Over the past year, more and more governments have sought to obtain access to critical minerals through reinforced strategic alliances or new trade deals. Most noteworthy agreements have only been established in recent months, so the full impact remains to be seen. Reconfiguring existing supply chains will require enormous levels of new capital, and it could cause supply disruptions and price volatility.
An example of strategic alliances and trade agreements crucial to supporting upcoming mining developments is the establishment of the Minerals Security Partnership (MSP) led by the US Department of State, the MSP was established to stimulate government and private-sector investment. Partner governments include Australia, Canada, Finland, France, Germany, Japan, South Korea, Sweden, the UK, the US, and the EU.
Similarly, the Australia-India Economic Cooperation and Trade Agreement (AI-ECTA), which was announced June 2022, was established to strengthen cooperation in the development of critical minerals assets and supply chains. The AI-ECTA removes tariffs for most Australian critical minerals and offers India improved access to the world’s leading supplier of these resources.
Finally, the US-Japan Critical Minerals Agreement, announced March 2023, is a trade deal on battery minerals (lithium, nickel, cobalt, graphite, and manganese), to aid Japanese automakers and critical minerals processors access the benefits of the 2022 US Inflation Reduction Act.
“Today’s announcement is proof of President Biden’s commitment to building resilient and secure supply chains,” said Ambassador Katherine Tai.
“Japan is one of our most valued trading partners and this agreement will enable us to deepen our existing bilateral relationship. This is a welcome moment as the US continues to work with our allies and partners to strengthen supply chains for critical minerals, including through the IRA.”
Governments have also been busy establishing funds to support investments in critical minerals projects and supply chains. Export Finance Australia, for instance, has introduced the Critical Minerals Facility to address gaps in private financing for critical minerals projects. In 2022, the agency reached an agreement to provide a loan of US$1.05B to Iluka Resources (ASX: ILU), for the construction of a fully integrated rare earths separation facility in Western Australia.
“Australia has the best resource industry in the world, and we have an unrivalled competitive edge when it comes to being a reliable, sustainable provider of critical minerals and rare earths,” the Australian Prime Minister said.
“Our support for this project will capitalize on our advantages, helping to strengthen Australia’s critical minerals supply chain while also creating huge job and economic opportunities for Australians for generations to come.”
Additionally, a portion of the Australian Government’s US$15B National Reconstruction Fund is reserved for critical minerals companies that contribute to the development of processing, refining, or manufacturing capacity within the country.

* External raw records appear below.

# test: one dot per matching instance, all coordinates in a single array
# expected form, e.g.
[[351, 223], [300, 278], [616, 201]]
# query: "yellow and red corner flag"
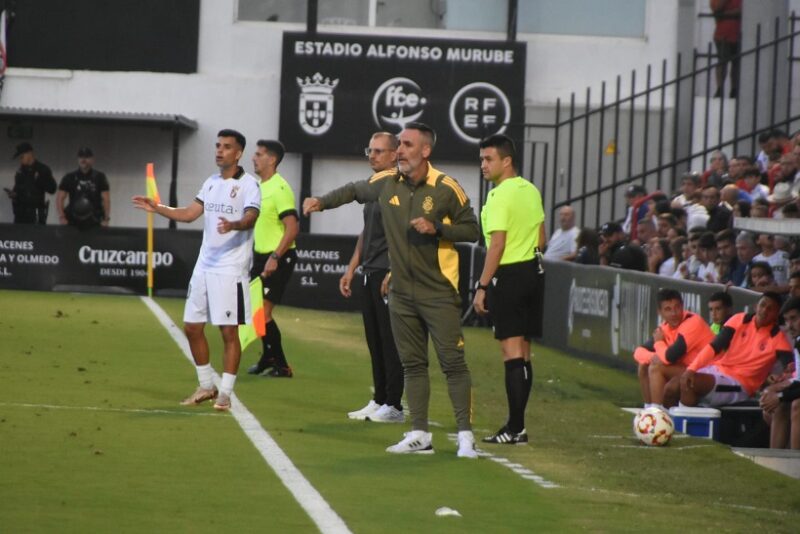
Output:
[[152, 192], [257, 327]]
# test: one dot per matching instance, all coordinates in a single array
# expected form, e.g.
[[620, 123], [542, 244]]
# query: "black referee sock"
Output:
[[517, 391], [529, 380], [273, 340]]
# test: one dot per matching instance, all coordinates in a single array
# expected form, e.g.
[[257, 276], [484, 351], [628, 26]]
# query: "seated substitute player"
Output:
[[779, 401], [218, 287], [274, 255], [734, 365], [673, 346], [720, 307], [511, 286]]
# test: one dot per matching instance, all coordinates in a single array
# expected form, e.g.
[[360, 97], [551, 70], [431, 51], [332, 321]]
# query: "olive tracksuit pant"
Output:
[[412, 320]]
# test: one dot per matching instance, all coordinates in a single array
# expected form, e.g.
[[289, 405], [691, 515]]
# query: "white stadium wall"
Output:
[[238, 85]]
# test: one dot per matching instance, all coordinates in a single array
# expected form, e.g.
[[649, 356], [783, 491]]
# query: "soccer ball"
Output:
[[653, 426]]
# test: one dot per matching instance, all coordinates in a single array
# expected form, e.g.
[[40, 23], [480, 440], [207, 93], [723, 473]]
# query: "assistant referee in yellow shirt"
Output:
[[511, 286]]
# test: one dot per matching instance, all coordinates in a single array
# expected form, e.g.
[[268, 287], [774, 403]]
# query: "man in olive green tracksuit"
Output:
[[424, 212]]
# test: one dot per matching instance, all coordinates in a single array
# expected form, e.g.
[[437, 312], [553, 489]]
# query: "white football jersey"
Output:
[[230, 253]]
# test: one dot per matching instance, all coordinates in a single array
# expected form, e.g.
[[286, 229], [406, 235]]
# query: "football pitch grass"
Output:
[[92, 439]]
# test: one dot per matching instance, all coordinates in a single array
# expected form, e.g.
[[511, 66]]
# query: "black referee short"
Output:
[[516, 301], [275, 284]]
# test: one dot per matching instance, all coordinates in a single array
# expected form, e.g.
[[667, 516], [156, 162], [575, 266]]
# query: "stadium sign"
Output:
[[337, 90]]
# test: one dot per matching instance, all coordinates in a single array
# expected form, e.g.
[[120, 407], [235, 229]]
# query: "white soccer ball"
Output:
[[653, 426]]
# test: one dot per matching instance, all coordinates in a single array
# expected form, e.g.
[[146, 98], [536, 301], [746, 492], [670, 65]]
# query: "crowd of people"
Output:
[[82, 196], [690, 235]]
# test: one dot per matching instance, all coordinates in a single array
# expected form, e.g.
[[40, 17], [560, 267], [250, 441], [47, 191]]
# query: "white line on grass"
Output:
[[104, 409], [326, 519], [518, 469]]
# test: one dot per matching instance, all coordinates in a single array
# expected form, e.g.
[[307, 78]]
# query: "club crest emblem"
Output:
[[316, 103], [427, 205]]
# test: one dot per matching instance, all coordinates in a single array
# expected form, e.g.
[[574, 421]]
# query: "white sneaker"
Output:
[[362, 414], [416, 441], [387, 414], [466, 445]]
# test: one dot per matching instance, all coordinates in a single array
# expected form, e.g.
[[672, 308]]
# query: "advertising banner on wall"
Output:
[[336, 90], [62, 258]]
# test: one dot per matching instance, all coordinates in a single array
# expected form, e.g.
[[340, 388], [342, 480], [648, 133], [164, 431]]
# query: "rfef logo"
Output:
[[316, 103], [479, 110], [397, 102]]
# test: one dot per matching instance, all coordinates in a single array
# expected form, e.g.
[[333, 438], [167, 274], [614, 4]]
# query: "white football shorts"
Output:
[[725, 389], [219, 299]]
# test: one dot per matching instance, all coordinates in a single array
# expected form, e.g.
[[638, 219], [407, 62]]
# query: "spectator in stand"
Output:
[[729, 265], [616, 251], [778, 259], [720, 309], [664, 223], [727, 37], [789, 171], [645, 231], [717, 172], [759, 208], [707, 255], [659, 258], [634, 196], [762, 160], [794, 285], [781, 195], [742, 209], [588, 247], [563, 245], [751, 184], [746, 250], [719, 215], [674, 345], [761, 278], [736, 168], [779, 400], [689, 267], [690, 184], [790, 211], [742, 354]]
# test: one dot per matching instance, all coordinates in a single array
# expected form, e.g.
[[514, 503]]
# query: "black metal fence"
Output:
[[592, 151]]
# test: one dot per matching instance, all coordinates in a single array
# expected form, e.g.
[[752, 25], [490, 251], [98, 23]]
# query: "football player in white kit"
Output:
[[218, 290]]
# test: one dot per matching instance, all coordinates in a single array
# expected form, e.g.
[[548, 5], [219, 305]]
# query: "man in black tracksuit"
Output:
[[372, 254], [424, 212]]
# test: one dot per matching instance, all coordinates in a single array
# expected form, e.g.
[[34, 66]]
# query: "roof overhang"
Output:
[[162, 120]]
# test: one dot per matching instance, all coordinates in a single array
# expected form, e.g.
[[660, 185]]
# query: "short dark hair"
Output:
[[273, 147], [793, 303], [723, 297], [772, 296], [503, 144], [427, 132], [667, 293], [762, 265], [227, 132]]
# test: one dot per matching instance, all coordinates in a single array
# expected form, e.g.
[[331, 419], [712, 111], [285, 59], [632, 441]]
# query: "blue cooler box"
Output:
[[698, 422]]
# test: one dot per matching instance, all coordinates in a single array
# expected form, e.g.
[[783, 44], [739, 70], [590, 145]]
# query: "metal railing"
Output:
[[590, 152]]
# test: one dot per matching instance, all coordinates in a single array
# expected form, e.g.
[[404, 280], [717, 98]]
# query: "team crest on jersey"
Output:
[[427, 205], [316, 103]]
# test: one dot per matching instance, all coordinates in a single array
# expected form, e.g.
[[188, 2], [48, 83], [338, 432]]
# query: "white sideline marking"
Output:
[[321, 513], [102, 409], [518, 469]]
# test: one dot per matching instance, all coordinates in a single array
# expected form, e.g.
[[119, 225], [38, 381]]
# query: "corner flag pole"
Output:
[[152, 192]]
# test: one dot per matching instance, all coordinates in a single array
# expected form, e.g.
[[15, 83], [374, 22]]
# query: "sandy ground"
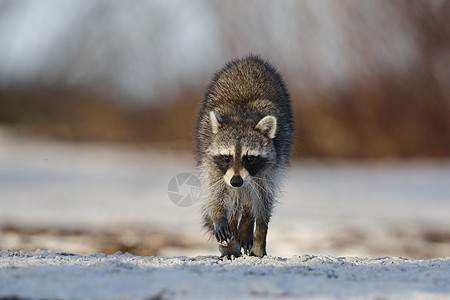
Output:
[[332, 224], [48, 275]]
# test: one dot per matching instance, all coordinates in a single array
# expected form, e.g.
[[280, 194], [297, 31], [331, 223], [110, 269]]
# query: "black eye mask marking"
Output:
[[223, 162], [253, 164]]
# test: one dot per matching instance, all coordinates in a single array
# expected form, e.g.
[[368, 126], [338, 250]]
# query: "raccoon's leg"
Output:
[[245, 232], [262, 217], [231, 248], [259, 241], [224, 231]]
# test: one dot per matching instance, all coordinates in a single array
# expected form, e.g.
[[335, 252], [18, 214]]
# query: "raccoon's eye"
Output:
[[226, 158], [249, 158]]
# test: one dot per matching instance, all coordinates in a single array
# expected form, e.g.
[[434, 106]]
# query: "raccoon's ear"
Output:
[[268, 126], [215, 121]]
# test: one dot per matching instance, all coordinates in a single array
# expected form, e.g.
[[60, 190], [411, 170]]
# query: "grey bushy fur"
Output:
[[243, 140]]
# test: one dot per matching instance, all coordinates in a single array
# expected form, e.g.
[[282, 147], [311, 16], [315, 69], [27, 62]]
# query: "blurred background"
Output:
[[98, 100]]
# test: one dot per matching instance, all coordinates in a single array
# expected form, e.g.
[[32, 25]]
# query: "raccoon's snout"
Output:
[[236, 181]]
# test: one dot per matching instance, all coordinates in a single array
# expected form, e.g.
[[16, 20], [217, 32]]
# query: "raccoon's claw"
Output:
[[223, 232], [223, 235], [247, 248]]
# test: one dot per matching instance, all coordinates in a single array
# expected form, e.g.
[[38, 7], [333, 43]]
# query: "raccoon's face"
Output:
[[241, 151]]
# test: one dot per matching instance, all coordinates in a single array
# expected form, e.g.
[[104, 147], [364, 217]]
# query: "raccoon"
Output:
[[243, 140]]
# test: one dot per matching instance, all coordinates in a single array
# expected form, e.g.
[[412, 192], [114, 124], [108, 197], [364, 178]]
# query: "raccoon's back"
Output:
[[237, 88]]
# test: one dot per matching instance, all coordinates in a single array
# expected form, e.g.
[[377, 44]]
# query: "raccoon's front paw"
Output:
[[223, 232], [247, 247], [258, 250]]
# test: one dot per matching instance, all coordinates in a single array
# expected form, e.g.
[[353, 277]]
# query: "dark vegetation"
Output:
[[378, 113], [370, 120]]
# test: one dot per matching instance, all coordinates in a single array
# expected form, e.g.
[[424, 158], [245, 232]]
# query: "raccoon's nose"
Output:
[[236, 181]]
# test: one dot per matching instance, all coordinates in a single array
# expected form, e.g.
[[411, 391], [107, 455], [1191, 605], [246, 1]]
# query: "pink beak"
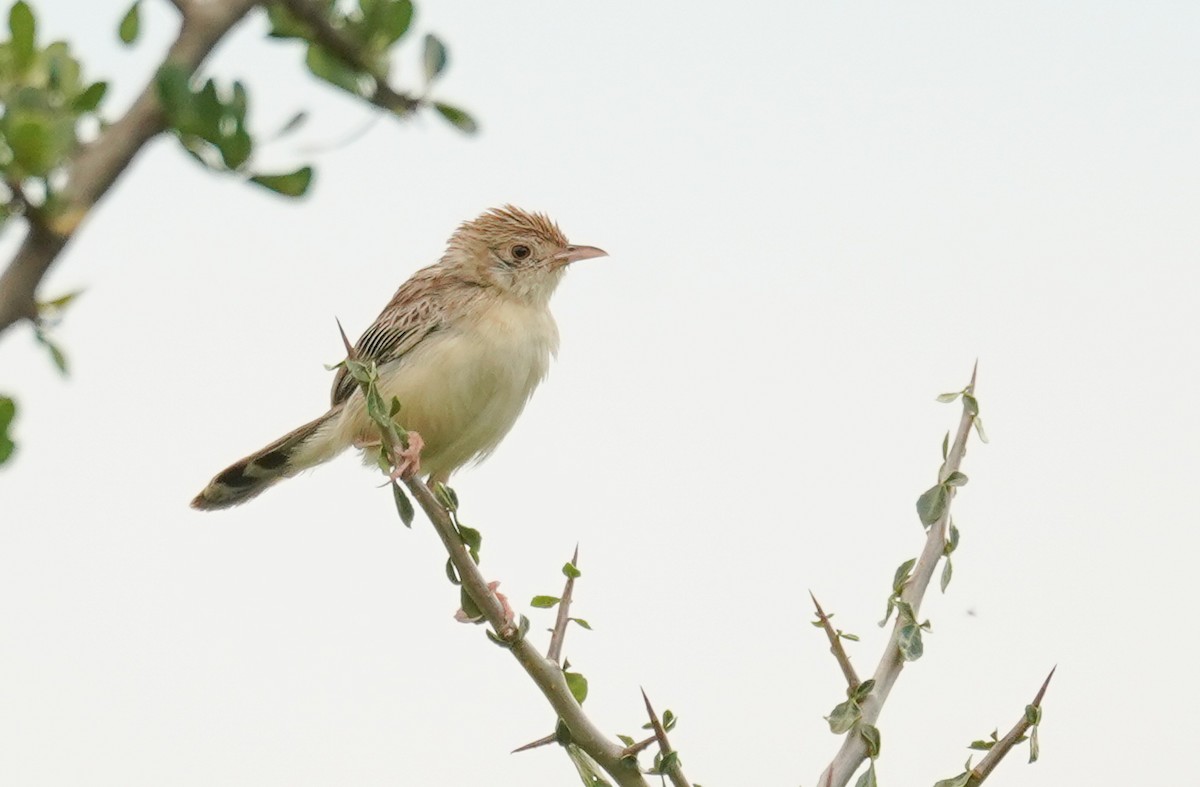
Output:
[[575, 253]]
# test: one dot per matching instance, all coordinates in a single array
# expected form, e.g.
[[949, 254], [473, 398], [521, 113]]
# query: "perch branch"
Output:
[[853, 748]]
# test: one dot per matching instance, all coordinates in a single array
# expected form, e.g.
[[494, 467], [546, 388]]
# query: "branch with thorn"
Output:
[[1017, 734], [855, 748]]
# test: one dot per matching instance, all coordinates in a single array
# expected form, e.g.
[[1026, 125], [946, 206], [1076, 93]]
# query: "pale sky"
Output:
[[819, 216]]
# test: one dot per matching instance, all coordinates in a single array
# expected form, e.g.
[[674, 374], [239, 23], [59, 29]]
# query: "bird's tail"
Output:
[[250, 476]]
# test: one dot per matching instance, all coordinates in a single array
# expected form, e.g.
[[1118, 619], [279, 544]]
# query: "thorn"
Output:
[[346, 342], [1042, 691], [535, 744]]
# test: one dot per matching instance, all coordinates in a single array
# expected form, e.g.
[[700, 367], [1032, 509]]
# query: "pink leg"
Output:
[[408, 461]]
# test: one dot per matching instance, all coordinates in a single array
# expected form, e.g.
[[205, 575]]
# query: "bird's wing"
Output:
[[414, 312]]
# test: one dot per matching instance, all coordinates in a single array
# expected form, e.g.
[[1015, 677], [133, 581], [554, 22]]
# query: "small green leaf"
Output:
[[868, 778], [435, 56], [89, 100], [7, 413], [577, 684], [978, 425], [862, 690], [24, 34], [294, 184], [457, 118], [911, 647], [931, 504], [901, 576], [403, 505], [844, 716], [870, 736], [955, 781], [131, 23]]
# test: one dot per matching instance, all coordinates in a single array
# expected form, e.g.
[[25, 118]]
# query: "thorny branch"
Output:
[[981, 772], [853, 748]]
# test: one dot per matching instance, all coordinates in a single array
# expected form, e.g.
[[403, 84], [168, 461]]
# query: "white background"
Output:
[[819, 216]]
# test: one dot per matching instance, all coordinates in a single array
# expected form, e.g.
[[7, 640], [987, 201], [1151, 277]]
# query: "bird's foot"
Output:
[[408, 460]]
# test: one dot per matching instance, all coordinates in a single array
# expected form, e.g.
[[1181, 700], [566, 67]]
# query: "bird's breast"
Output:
[[463, 386]]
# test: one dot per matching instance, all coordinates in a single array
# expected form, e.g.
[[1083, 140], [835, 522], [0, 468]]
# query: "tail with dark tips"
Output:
[[250, 476]]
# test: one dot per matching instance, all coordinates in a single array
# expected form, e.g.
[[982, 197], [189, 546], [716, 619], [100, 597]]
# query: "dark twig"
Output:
[[555, 653], [99, 164], [835, 647], [673, 772], [1002, 746], [345, 49]]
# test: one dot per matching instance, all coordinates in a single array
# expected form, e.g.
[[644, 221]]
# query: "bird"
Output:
[[461, 346]]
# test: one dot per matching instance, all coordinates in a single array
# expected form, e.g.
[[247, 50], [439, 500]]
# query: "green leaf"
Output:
[[931, 504], [403, 505], [131, 24], [577, 684], [395, 17], [472, 538], [24, 34], [328, 67], [435, 56], [870, 736], [844, 716], [862, 690], [910, 643], [457, 118], [868, 778], [89, 100], [901, 576], [955, 781], [7, 413]]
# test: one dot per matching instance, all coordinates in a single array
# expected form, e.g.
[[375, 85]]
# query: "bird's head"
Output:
[[520, 252]]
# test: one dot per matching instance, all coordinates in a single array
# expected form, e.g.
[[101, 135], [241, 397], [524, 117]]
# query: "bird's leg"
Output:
[[407, 461]]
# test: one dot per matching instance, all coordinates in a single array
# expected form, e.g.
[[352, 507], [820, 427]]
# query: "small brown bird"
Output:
[[462, 344]]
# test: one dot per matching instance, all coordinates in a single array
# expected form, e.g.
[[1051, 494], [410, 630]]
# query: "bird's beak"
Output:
[[575, 253]]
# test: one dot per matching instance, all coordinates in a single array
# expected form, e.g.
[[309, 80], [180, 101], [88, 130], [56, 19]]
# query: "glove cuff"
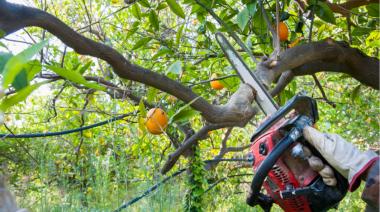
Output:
[[356, 179]]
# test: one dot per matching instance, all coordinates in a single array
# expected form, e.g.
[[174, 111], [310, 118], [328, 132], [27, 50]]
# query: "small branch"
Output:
[[322, 91], [229, 30], [344, 8], [276, 45]]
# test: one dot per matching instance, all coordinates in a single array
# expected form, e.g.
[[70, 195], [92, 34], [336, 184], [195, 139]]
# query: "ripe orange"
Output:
[[156, 121], [215, 84], [295, 42], [283, 31]]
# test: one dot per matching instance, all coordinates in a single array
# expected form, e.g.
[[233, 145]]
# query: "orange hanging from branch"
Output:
[[156, 121], [283, 32]]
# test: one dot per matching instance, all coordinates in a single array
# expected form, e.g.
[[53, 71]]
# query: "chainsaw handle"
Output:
[[298, 123], [302, 104]]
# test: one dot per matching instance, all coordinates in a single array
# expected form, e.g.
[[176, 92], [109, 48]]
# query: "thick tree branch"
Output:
[[327, 55], [14, 17]]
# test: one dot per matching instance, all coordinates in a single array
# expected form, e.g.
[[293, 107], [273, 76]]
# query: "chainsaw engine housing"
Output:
[[291, 183]]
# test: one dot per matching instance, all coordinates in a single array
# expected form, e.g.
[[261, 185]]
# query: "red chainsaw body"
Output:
[[287, 171]]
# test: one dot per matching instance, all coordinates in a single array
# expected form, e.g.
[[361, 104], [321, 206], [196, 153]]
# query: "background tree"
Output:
[[92, 60]]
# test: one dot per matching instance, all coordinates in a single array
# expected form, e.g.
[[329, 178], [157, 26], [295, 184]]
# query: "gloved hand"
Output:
[[342, 155]]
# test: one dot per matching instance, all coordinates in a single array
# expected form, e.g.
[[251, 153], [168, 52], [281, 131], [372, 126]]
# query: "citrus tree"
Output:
[[101, 99]]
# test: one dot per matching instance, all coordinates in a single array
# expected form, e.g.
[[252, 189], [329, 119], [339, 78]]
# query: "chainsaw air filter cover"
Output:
[[291, 183]]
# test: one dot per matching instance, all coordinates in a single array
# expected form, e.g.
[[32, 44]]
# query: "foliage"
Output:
[[101, 168]]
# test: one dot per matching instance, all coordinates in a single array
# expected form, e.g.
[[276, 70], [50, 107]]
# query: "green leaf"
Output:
[[19, 96], [84, 68], [32, 68], [358, 31], [175, 8], [251, 8], [243, 18], [21, 80], [141, 43], [175, 68], [161, 6], [153, 19], [184, 115], [142, 115], [179, 34], [75, 77], [4, 57], [15, 64], [142, 109], [373, 10], [135, 10], [144, 3], [162, 51], [355, 93], [211, 26], [151, 94], [324, 12]]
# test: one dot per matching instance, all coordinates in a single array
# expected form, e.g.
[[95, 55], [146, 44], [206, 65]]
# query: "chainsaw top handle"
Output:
[[303, 105]]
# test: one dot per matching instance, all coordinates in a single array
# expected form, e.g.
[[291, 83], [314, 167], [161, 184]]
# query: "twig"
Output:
[[322, 91], [22, 146], [229, 30], [269, 24]]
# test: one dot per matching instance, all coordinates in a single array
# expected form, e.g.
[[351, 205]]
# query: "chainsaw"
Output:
[[277, 150]]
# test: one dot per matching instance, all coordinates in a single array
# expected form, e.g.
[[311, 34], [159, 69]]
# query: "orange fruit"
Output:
[[283, 31], [295, 42], [156, 121], [215, 84]]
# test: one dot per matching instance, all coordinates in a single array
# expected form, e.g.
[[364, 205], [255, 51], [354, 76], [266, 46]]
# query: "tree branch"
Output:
[[327, 55], [14, 17]]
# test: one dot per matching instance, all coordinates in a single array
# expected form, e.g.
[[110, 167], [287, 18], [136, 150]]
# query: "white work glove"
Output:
[[342, 155]]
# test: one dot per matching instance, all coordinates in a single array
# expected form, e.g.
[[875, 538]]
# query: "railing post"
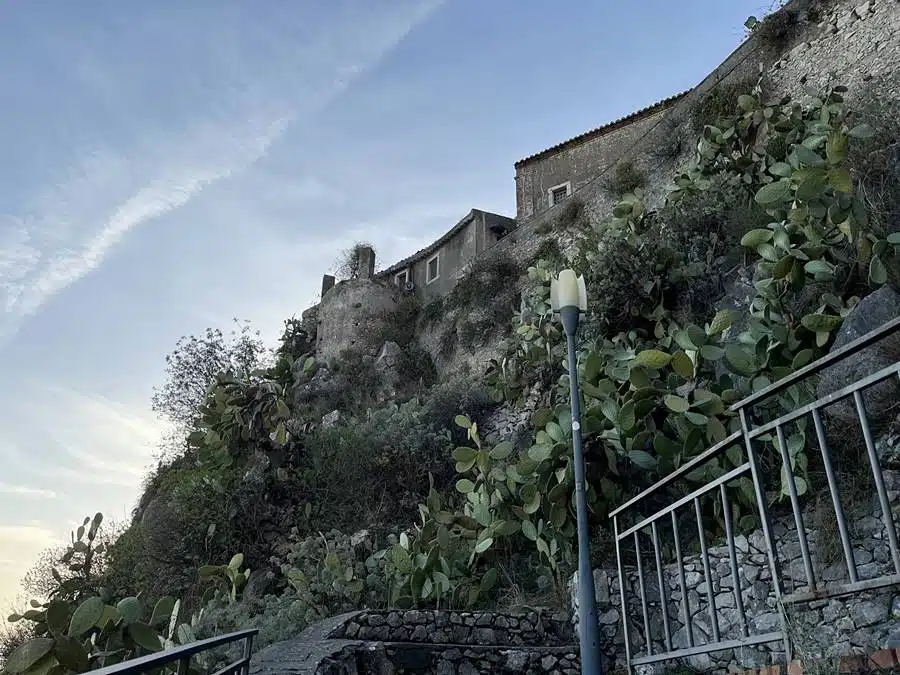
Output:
[[766, 525], [248, 650]]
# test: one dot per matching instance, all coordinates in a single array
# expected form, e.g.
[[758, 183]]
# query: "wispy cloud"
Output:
[[67, 230], [92, 441], [25, 491]]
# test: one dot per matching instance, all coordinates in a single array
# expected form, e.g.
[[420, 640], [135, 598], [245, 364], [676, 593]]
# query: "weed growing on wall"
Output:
[[777, 29], [720, 102], [773, 181], [626, 178]]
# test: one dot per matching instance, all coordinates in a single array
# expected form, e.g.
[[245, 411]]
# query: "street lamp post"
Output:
[[568, 297]]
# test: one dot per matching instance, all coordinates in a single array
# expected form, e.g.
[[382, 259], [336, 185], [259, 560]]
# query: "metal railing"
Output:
[[741, 453], [182, 656]]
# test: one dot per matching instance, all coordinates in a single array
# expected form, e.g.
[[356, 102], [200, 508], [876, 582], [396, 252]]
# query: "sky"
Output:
[[171, 165]]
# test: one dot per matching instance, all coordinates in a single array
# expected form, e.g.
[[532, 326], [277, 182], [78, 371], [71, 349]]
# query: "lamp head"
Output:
[[568, 290]]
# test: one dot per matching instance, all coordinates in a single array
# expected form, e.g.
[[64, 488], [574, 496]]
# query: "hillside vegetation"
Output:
[[261, 515]]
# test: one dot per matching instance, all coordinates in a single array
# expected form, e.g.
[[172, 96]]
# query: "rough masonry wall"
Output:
[[861, 53], [445, 642], [578, 164], [350, 314], [863, 622]]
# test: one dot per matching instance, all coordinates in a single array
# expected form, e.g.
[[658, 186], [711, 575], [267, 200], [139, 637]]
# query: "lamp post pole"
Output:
[[589, 632]]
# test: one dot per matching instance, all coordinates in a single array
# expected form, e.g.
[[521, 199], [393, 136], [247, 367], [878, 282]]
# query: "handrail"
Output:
[[849, 349], [143, 664], [683, 470]]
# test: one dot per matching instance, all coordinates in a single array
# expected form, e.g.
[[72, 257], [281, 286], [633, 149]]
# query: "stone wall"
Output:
[[856, 44], [577, 161], [443, 642], [460, 628], [350, 315], [822, 629]]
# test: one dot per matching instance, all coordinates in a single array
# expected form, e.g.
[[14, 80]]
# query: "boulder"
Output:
[[259, 584], [331, 419], [881, 399], [388, 357]]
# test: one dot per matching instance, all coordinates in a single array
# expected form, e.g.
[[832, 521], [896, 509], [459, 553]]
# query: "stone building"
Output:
[[433, 271], [548, 177]]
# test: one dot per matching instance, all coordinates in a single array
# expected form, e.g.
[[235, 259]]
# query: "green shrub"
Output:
[[444, 401], [669, 141], [295, 340], [433, 311], [720, 102], [777, 30], [550, 251], [449, 338], [626, 178], [374, 468], [876, 160], [626, 277]]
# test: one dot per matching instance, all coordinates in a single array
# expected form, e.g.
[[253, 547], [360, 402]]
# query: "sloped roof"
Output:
[[435, 245], [606, 128]]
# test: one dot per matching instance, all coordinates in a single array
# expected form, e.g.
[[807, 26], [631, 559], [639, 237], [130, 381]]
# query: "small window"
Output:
[[559, 193], [433, 269]]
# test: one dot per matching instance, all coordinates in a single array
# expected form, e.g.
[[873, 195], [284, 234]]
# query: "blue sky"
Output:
[[170, 165]]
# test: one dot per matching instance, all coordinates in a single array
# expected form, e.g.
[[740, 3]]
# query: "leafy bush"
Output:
[[295, 341], [78, 629], [488, 277], [776, 30], [626, 178], [876, 160], [669, 140], [572, 214], [349, 262], [374, 468], [720, 102], [443, 402], [194, 364]]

Likewise, the US government is actively allocating substantial funding to support critical minerals projects. The Department of Energy’s Loans Program Office issued a conditional commitment of US$2B to US battery recycler Redwood Materials for the establishment of a battery materials campus in Nevada. Conditional offers include US$700M to US mining company Iioneer (ASX: INR) for the advancement of the Rhyolite Ridge lithium and boron project in Nevada, and US$102M to Syrah Resources (ASX: SYR) for the establishment of a graphite processing facility in Louisiana.